With `transforEmotion` you can use cutting-edge transformer models for zero-shot emotion classification of text, image, and video in R, *all without the need for a GPU, subscriptions, paid services, or using Python*.

- [How to install the package?](#how-to-install)
- [How to run sentiment analysis on text?](#text-example)
- [How to run facial expression recognition on images?](#image-example)
- [How to run facial expression recognition on videos?](#video-example)

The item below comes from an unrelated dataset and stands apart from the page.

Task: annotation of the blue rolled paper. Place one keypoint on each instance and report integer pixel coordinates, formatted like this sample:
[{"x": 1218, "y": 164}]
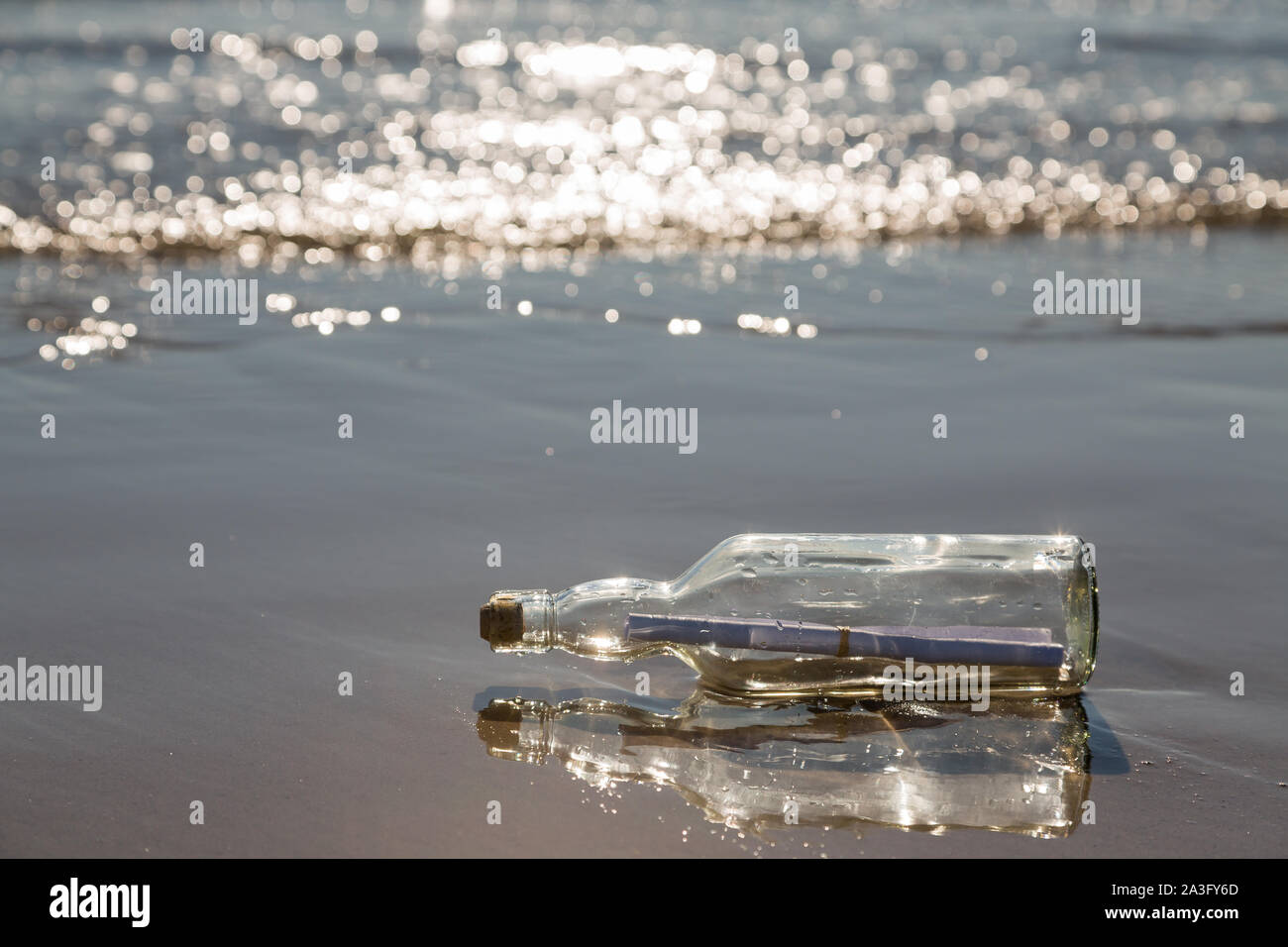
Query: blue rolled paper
[{"x": 979, "y": 644}]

<!-- Implements sentiment analysis using [huggingface](https://huggingface.co/) transformer zero-shot classification model pipelines. The default pipeline for text is [Cross-Encoder's DistilRoBERTa](https://huggingface.co/cross-encoder/nli-distilroberta-base) trained on the [Stanford Natural Language Inference](https://huggingface.co/datasets/snli) (SNLI) and [Multi-Genre Natural Language Inference](https://huggingface.co/datasets/multi_nli) (MultiNLI) datasets. Using similar models, zero-shot classification transformers have demonstrated superior performance relative to other natural language processing models (Yin, Hay, & Roth, [2019](https://arxiv.org/abs/1909.00161)). All other zero-shot classification model pipelines can be implemented using their model name from https://huggingface.co/models?pipeline_tag=zero-shot-classification. -->

## How to Install

```R
if(!"devtools" %in% row.names(installed.packages())){
  install.packages("devtools")
}

devtools::install_github("atomashevic/transforEmotion")
```

After installing the package, load it in R.

```R
# Load package
library(transforEmotion)
```

After loading package **for the first time**, you need to setup the Python virtual environment. This will download the necessary Python packages and models. This step can take a few minutes but it is only required once after installing the package on a new system.

```R
# Run Python setup
setup_miniconda()
```

## Text Example

Next load some data with text for analysis. The example below uses item descriptions from the personality trait extraversion in the NEO-PI-R inventory found on the [IPIP](https://ipip.ori.org/newNEOFacetsKey.htm) website.

```R
# Load data
data(neo_ipip_extraversion)
```

For the example, the positively worded item descriptions will be used.


```R
# Example text 
text <- neo_ipip_extraversion$friendliness[1:5]
```


Next, the text can be loaded in the function `transformer_scores()` to obtain the probability that item descriptions correspond to a certain class. The classes defined below are the facets of extraversion in the NEO-PI-R. The example text data draws from the friendliness facet.

```R
# Cross-Encoder DistilRoBERTa
transformer_scores(
 text = text,
 classes = c(
   "friendly", "gregarious", "assertive",
   "active", "excitement", "cheerful"
 )
)
```

The default transformer model is [DistilRoBERTa](https://huggingface.co/cross-encoder/nli-distilroberta-base). The model is fast and accurate.

### BART
Another model that can be used is [BART](https://huggingface.co/facebook/bart-large-mnli), a much larger and more computationally intensive model (slower prediction times). The BART model tends to be more accurate but the accuracy gains above DistilRoBERTa are negotiatiable.

```R
# Facebook BART Large
transformer_scores(
 text = text,
 classes = c(
   "friendly", "gregarious", "assertive",
   "active", "excitement", "cheerful"
 ),
 transformer = "facebook-bart"
)
```

### Any Text Classification Model with a Pipeline on [huggingface](https://huggingface.co/models?pipeline_tag=zero-shot-classification) 
Text classification models with a pipeline on huggingface can be used so long as there is a pipeline available for them. Below is an example of [Typeform's DistilBERT](https://huggingface.co/typeform/distilbert-base-uncased-mnli) model.

```R
# Directly from huggingface: typeform/distilbert-base-uncased-mnli
transformer_scores(
 text = text,
 classes = c(
   "friendly", "gregarious", "assertive",
   "active", "excitement", "cheerful"
 ),
 transformer = "typeform/distilbert-base-uncased-mnli"
)
```

## Image Example

For Facial Expression Recognition (FER) task from images we use Open AI's [CLIP](https://huggingface.co/openai/clip-vit-base-patch32) transformer model. Two input arguments are needed: the path to image and list of emotion labels.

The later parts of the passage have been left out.